El trial es una disciplina del motociclismo en la que los pilotos han de superar una serie de obstáculos sin poner los pies en el suelo i sin caerse de la moto. Las principales habilidades de los pilotos de trial son, básicamente, equilibrio y planificación de los movimientos para poder realizar todo el recorrido.

En sus primeros pasos, las pruebas de trial se disputaban al aire libre utilizando recursos naturales: Troncos de árboles, piedras, cascadas, etc... Actualmente se realizan también competiciones de trial indoor que se celebran en estadios cubiertos.

La motocicleta de trial presenta diferencias evidentes respecto a las utilizadas en otras disciplinas como el motocross o el enduro. Se trata de una moto sin asiento, más ligera de peso, con un recorrido de suspensión más corto y con los neumáticos más desinflados de lo habitual.

HISTORIA
Los orígenes del trial se remontan a principios del siglo XX. La diversión de algunos pilotos de salir del habitual trazado marcado por los caminos, adentrándose en recorridos no marcados llenos de obstáculos, acabaron desarrollando una nueva y diferente disciplina. De esta manera, en Gran Bretaña, donde este movimiento tuvo más adeptos, se perfiló rápidamente un reglamento i se creó una prueba específica.
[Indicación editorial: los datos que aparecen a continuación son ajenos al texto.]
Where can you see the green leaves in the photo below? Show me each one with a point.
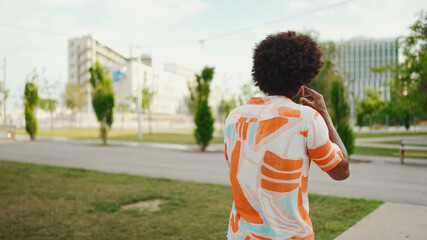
(31, 98)
(102, 98)
(203, 117)
(48, 104)
(74, 96)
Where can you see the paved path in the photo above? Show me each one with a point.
(383, 179)
(375, 142)
(391, 221)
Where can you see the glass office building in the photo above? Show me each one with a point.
(354, 60)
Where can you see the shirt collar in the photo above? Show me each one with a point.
(267, 99)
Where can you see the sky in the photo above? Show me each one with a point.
(191, 33)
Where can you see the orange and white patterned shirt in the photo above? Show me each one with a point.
(269, 145)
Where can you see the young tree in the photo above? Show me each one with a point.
(191, 100)
(225, 108)
(49, 104)
(339, 114)
(147, 98)
(371, 105)
(123, 108)
(203, 117)
(247, 91)
(408, 87)
(102, 98)
(5, 94)
(74, 97)
(31, 99)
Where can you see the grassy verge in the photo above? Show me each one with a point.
(121, 135)
(391, 134)
(398, 142)
(389, 152)
(45, 202)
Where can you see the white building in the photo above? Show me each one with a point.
(83, 52)
(170, 89)
(354, 60)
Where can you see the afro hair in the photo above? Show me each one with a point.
(285, 61)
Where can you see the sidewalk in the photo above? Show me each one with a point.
(391, 221)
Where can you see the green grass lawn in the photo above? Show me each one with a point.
(387, 134)
(122, 135)
(45, 202)
(398, 142)
(389, 152)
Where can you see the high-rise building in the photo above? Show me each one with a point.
(354, 60)
(83, 52)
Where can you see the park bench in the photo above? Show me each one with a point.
(408, 141)
(10, 130)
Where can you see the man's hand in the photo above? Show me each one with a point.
(314, 100)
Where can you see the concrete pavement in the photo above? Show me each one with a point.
(391, 221)
(376, 142)
(381, 178)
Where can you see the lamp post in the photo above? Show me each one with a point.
(136, 51)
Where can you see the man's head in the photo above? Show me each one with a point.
(283, 62)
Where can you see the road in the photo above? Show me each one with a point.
(382, 178)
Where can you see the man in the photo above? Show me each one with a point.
(271, 141)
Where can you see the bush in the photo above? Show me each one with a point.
(31, 100)
(204, 124)
(347, 136)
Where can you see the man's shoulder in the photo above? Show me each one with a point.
(292, 109)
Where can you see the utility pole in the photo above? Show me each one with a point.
(4, 92)
(138, 87)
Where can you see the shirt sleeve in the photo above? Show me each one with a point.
(321, 150)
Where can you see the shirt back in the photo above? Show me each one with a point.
(269, 145)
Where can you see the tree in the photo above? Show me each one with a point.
(147, 98)
(247, 91)
(371, 105)
(339, 114)
(408, 87)
(31, 99)
(225, 108)
(322, 83)
(49, 104)
(123, 108)
(74, 97)
(191, 100)
(203, 117)
(102, 98)
(5, 94)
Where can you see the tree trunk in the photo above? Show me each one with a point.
(104, 133)
(149, 122)
(51, 121)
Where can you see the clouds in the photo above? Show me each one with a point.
(121, 24)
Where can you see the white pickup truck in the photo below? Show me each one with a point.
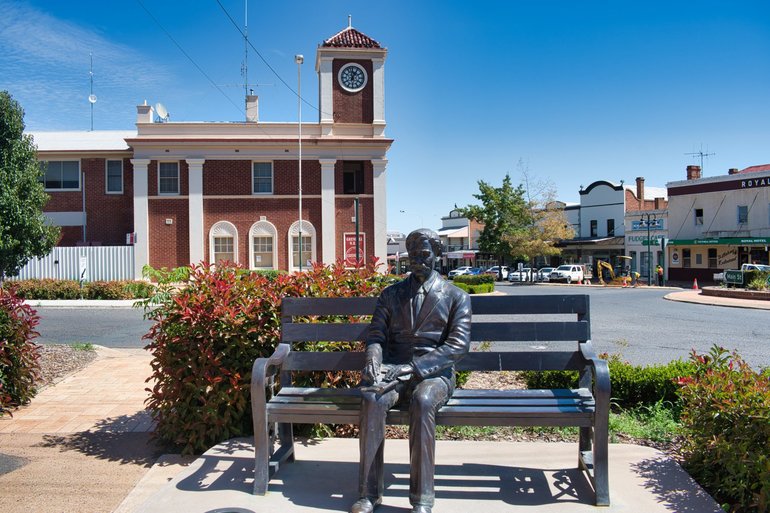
(719, 277)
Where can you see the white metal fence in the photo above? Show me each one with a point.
(108, 263)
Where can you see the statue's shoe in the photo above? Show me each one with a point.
(365, 505)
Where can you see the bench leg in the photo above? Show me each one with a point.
(262, 450)
(601, 462)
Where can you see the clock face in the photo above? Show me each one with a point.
(352, 77)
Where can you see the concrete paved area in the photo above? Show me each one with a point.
(470, 476)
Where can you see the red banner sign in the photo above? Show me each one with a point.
(349, 248)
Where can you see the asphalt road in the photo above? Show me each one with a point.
(637, 323)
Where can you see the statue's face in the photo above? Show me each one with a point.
(422, 259)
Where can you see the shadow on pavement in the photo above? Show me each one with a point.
(674, 487)
(110, 440)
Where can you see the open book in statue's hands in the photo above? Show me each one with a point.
(387, 379)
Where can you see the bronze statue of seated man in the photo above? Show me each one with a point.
(420, 328)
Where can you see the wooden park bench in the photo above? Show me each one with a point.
(276, 407)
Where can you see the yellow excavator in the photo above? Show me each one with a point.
(601, 264)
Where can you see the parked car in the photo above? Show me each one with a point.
(544, 273)
(568, 273)
(459, 271)
(524, 275)
(495, 269)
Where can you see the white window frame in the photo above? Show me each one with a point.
(63, 189)
(263, 228)
(178, 179)
(307, 230)
(272, 178)
(738, 212)
(223, 229)
(107, 176)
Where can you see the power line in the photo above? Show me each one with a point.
(188, 56)
(263, 59)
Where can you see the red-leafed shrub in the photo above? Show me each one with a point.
(208, 334)
(19, 356)
(726, 421)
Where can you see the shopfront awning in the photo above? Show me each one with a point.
(453, 233)
(465, 253)
(723, 241)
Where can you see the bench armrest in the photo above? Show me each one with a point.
(263, 374)
(601, 373)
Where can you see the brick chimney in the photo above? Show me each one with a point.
(144, 113)
(640, 188)
(252, 108)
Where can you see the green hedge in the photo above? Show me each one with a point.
(726, 430)
(70, 289)
(482, 288)
(632, 385)
(475, 279)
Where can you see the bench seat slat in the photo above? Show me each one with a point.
(483, 361)
(480, 331)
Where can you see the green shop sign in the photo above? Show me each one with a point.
(734, 277)
(731, 241)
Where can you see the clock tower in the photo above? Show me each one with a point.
(351, 72)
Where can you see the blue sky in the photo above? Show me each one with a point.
(578, 91)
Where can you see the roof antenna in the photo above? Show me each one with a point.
(92, 96)
(702, 154)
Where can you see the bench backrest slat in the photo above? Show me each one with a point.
(480, 331)
(354, 361)
(481, 305)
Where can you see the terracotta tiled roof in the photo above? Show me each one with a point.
(755, 169)
(351, 38)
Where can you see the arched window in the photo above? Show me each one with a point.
(223, 243)
(307, 252)
(263, 250)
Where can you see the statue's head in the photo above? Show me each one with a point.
(424, 248)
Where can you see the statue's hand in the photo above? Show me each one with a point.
(371, 372)
(398, 371)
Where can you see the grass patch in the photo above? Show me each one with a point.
(82, 346)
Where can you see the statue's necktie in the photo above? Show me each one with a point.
(417, 303)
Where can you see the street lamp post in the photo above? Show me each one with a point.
(299, 59)
(650, 218)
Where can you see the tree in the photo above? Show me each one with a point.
(504, 214)
(519, 222)
(548, 223)
(24, 233)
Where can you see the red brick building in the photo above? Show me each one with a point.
(185, 192)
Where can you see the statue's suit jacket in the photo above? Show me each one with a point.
(434, 341)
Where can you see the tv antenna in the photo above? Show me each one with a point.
(162, 113)
(701, 154)
(92, 96)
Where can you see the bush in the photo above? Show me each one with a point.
(632, 385)
(70, 289)
(483, 288)
(46, 289)
(726, 426)
(475, 279)
(207, 336)
(19, 356)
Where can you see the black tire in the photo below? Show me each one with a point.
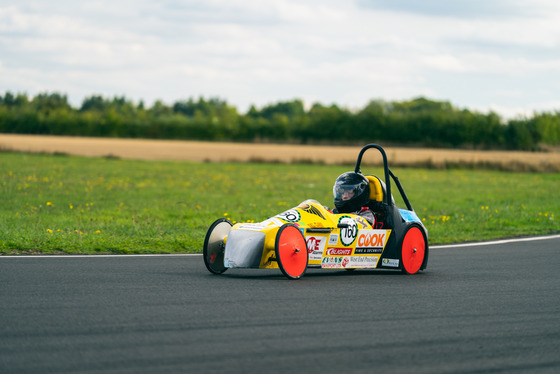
(214, 245)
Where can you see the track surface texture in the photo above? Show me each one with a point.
(477, 309)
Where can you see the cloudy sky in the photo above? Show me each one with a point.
(500, 55)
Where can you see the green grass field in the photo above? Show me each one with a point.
(62, 204)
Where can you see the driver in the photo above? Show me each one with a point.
(351, 195)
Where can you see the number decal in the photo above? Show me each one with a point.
(349, 233)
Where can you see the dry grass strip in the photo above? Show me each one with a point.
(196, 151)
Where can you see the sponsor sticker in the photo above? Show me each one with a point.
(349, 232)
(373, 238)
(349, 262)
(409, 215)
(391, 262)
(338, 251)
(312, 210)
(333, 239)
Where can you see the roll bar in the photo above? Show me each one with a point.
(388, 175)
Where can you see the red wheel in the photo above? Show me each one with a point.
(413, 250)
(214, 245)
(291, 251)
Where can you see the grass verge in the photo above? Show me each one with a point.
(61, 204)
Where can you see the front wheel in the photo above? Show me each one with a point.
(291, 251)
(214, 245)
(413, 250)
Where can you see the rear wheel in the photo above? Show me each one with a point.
(291, 251)
(214, 245)
(413, 250)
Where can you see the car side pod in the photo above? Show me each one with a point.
(214, 245)
(291, 251)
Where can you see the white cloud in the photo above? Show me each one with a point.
(470, 53)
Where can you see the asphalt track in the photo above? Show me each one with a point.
(476, 309)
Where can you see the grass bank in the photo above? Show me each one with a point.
(62, 204)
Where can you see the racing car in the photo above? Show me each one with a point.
(310, 235)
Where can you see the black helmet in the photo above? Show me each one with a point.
(351, 192)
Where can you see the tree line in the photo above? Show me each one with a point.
(417, 122)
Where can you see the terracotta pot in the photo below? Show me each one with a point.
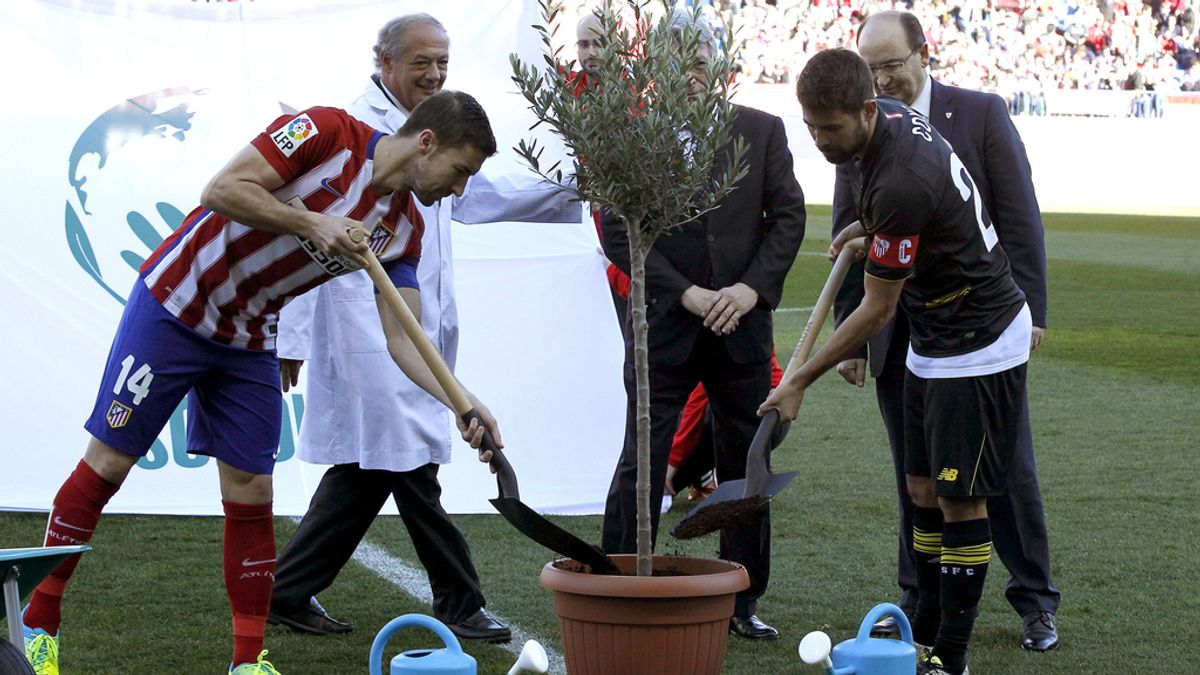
(676, 623)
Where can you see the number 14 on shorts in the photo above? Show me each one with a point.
(138, 383)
En 1911 nace la mítica prueba de los ‘Scottish Six Days Trial (SSDT)’, considerada la primera prueba de trial del mundo y que dio nombre a la competición, el trial.

A principios de los años sesenta empezaron a aparecer las primeras marcas inglesas especializadas en motocicletas de trial. Entre estas, hay que destacar Triumph, Tigre Cup 200 o BSA. En el año 1964 el mundo del trial vio nacer la primera moto específicamente diseñada para este tipo de competición. Se trataba de la Serpa T, utilizada por el mítico piloto de Trial Sammy Miller.

Posteriormente, entró a formar parte de la marca Montesa, que a lo largo de los años será una marca puntera que sumará numerosos éxitos en su carrera.